As my nick only partially indicates, I'm just starting into keeping and planning to use top bar hives. Made my first set of 4 boxes over the last few weeks and am almost ready to start chasing swarms.

Have driven past those 'Honey For Sale' signs in peoples yards for way too long. It was high time to slam on the brakes and start asking questions.

Was too late to get any packages this year, but the swarm thing should hopefully work itself out.

Looking forward to getting to know people.

Don


----------



## Hambone (Mar 17, 2008)

Welcome Don. There is a good TBH following here. Good luck on catching a swarm or 4 this season. 

Derek


----------



## indypartridge (Nov 18, 2004)

TBHKeeper said:


> Looking forward to getting to know people.


Hello and welcome!
This is a good forum for learning about bees & beekeeping. You can find a lot of information here.

I'll also suggest getting involved with a local beekeeping club. I know the Northwest IN beeks have an active club:
http://www.lakenetnwi.net/member/beekeepers/
Clubs are great places to find mentors and get connected with nearby beekeepers.

The Indiana State beekeepers are meeting up at the Purdue bee yards on June 20th. That's always a fun meeting.
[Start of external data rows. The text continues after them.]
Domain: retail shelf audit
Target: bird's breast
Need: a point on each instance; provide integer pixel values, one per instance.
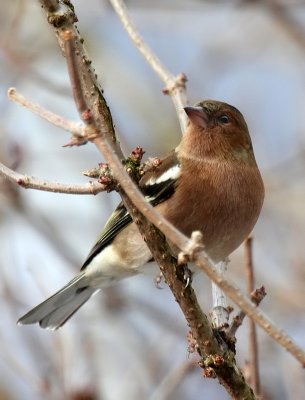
(221, 201)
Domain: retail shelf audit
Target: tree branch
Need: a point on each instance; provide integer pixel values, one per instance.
(174, 86)
(30, 182)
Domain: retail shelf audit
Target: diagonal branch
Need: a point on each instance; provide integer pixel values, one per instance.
(174, 86)
(30, 182)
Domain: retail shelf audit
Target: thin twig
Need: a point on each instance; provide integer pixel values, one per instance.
(253, 345)
(219, 315)
(76, 128)
(174, 86)
(29, 182)
(256, 297)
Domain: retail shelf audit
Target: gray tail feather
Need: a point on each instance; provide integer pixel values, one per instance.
(57, 309)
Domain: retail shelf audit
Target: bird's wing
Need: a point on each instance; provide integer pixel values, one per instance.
(157, 185)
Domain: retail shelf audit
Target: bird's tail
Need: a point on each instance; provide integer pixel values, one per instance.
(57, 309)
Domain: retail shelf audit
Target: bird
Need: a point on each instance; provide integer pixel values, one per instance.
(209, 183)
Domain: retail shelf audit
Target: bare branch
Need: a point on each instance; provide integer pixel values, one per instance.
(77, 129)
(256, 297)
(29, 182)
(174, 86)
(220, 314)
(253, 345)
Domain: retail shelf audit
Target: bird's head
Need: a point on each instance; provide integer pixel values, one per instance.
(217, 129)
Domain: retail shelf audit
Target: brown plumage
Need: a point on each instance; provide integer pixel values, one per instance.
(209, 183)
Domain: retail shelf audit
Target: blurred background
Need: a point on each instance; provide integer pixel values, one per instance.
(130, 341)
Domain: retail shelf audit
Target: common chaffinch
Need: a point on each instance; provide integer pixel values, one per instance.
(210, 183)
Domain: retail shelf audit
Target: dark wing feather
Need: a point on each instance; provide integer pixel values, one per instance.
(155, 191)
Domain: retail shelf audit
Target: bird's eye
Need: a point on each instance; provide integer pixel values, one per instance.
(224, 119)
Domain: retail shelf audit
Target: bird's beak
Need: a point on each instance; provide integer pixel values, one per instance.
(197, 116)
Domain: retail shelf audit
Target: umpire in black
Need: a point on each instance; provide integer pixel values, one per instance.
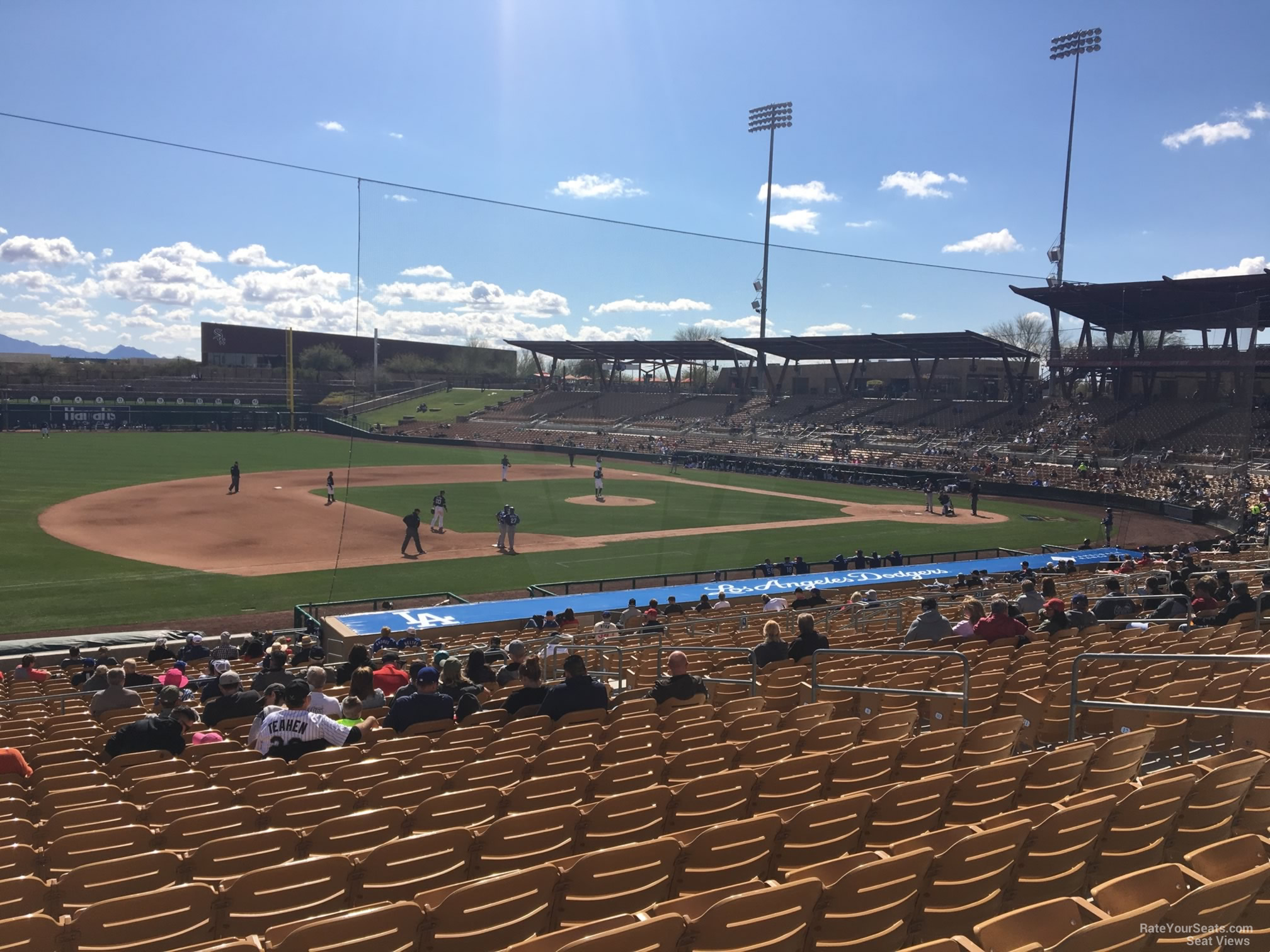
(412, 532)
Details should be on the website soon:
http://www.hoosierbuzz.com/


----------



## TBHKeeper (May 13, 2009)

*Thanks for the welcome*

The warm welcome is much appreciated. I already have started to get connected with the local bee association. They seem like a good group of guys. A top notch 'old hand' lives less than a mile away, so that too is a big help.

Just arrived home from working with him on doing Nucs today, so things are off to a start.

Don


----------



## Olive (May 17, 2009)

Welcome fellow hoosier!


----------